Como o dr. Fernando Gomes explicou, e bem, a UEFA recomenda, dentro das normas de fair-play financeiro (diferença entre regras e recomendações, sendo que as recomendações destinam-se a um melhor cumprimento das regras), que os custos com pessoal não excedam os 70% das receitas operacionais.
Em 2012-13, o FC Porto apresentou 69%, quase o limite. Em 2013-14, baixou para 67%. Mas em 2014-15 vai aumentar para 79,5%. Haverá capacidade/plano para baixar bruscamente a folha salarial já em 2015-16? Dificilmente. A tendência da massa salarial no FC Porto tem sido para aumentar, e o clube não consegue gerar receitas que suportem esse aumento.
O que é que suporta isso? As transferências, as mais-valias. Mas os jogadores contratados são cada vez mais caros (a qualidade paga-se). E os salários cada vez mais altos. E as percentagens de passes são cada vez mais reduzidas. O modelo entra numa fase em que se combate a si próprio: o FC Porto tem que gerar e valorizar activos, mas adquirir e rentabilizar esses activos torna-se cada vez mais caro. Para 2014-15, temos aquilo que todos, todos os adeptos pediam: um grande plantel. Mesmo assim, ainda há quem não esteja satisfeito. O orçamento para 2014-15 revela o preço de ter esse grande plantel. Um grande desafio desportivo e financeiro, diria que o mais importante da história da SAD.
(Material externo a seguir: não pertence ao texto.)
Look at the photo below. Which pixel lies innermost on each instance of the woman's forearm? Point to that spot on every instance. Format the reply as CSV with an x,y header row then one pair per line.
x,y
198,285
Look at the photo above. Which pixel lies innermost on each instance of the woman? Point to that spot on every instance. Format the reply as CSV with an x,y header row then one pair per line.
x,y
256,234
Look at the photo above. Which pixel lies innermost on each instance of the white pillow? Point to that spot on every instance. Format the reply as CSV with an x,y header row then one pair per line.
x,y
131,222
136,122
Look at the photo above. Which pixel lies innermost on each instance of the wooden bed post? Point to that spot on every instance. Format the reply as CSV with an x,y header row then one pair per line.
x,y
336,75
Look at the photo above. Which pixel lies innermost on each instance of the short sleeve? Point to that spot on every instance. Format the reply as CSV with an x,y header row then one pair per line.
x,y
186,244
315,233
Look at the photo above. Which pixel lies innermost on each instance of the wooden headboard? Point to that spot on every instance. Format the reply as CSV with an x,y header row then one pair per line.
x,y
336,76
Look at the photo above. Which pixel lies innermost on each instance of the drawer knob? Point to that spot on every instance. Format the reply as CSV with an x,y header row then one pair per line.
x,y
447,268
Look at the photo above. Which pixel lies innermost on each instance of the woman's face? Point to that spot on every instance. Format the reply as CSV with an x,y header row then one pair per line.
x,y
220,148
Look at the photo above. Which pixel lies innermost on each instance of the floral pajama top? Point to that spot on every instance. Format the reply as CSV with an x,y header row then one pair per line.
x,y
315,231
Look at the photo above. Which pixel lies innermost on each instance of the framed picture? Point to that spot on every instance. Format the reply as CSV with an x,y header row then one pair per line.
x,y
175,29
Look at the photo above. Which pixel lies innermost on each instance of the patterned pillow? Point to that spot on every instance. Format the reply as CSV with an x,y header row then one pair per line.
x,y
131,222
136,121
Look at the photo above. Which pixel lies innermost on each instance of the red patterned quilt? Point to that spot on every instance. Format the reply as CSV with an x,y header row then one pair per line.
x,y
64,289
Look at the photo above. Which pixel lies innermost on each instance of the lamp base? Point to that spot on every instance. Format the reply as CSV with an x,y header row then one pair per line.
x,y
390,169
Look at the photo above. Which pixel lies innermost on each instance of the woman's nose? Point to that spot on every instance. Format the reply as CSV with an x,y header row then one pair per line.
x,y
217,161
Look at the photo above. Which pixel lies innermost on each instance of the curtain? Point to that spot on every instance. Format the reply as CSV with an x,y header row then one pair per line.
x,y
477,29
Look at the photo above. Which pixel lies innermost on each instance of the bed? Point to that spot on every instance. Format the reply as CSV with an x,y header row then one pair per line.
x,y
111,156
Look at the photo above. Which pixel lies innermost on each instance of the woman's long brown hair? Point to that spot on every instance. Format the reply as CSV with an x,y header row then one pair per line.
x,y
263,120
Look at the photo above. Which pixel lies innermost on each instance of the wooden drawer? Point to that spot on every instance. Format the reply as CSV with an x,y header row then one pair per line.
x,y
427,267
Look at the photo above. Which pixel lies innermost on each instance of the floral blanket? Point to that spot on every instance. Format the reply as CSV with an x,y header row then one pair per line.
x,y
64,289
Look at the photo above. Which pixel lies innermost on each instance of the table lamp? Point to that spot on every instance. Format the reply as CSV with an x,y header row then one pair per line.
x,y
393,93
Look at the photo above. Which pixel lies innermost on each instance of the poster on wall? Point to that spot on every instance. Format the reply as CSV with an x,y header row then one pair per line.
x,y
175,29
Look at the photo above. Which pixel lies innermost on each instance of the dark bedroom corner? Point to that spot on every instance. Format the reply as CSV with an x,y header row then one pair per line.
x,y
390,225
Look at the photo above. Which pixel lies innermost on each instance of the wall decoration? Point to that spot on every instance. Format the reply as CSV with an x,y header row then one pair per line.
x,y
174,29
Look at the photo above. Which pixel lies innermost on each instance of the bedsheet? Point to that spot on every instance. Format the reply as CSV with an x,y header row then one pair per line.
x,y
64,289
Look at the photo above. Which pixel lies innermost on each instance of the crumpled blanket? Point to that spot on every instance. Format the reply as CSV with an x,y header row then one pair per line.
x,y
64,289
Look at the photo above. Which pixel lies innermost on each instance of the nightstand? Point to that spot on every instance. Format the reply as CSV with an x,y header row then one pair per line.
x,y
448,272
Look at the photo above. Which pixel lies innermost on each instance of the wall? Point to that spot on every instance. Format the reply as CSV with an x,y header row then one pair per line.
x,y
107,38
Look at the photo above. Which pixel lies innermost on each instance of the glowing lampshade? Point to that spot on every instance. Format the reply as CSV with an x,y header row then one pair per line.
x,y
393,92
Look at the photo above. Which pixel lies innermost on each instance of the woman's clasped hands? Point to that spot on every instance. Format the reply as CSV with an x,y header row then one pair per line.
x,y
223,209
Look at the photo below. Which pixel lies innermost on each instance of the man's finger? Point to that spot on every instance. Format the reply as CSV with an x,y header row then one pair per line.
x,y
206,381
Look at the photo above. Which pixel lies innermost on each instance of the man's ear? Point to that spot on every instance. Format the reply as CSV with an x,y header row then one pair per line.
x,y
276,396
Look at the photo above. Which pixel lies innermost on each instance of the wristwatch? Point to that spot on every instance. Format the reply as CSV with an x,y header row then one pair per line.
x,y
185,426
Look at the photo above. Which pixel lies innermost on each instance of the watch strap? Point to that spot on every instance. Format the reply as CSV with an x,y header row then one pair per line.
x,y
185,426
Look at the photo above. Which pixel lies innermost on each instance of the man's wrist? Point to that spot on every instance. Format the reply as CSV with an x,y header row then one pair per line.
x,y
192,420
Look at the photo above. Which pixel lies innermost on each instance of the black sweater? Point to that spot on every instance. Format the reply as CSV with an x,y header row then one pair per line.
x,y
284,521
Para completar a questão da subida da massa salarial em 22 milhões de euros. De 2013 para 2014...
1) Foram criados 7 postos de trabalho no Museu;
2) O FC Porto passou a ter mais 6 contratos profissionais com atletas, 58 no total (a subida na massa salarial desde 2012 deve-se em grande parte à equipa B, onde muitos jogadores ganham salários ao nível da equipa A - tema para depois).
3) Os órgãos sociais passaram a ser compostos por oito elementos, um novo.
4) Continua a haver 33 vendedores nas lojas e 31 técnicos desportivos.
5) E o maior aumento: os cargos administrativos passaram de 120 para 159.
É este o orçamento para 2014-15, que se perpectiva que seja aprovado por larga maioria na AG. Como este não podem declarar inconstitucional, resta aos portistas comentarem de sua justiça.
PS: Em 2013-14, houve um défice operacional de 22,5M€. Não se ouviu um pio. Agora, em 2014-15, há um défice operacional de 25M€ previsto, então já se fala em all-in mesmo que o orçamento exclua todas as transacções com passes de jogadores. Portanto, são 2,5M€ que separam uma época onde ninguém se lembrou de questionar o orçamento de outra em que surge o alarido por all-in? Bom saber.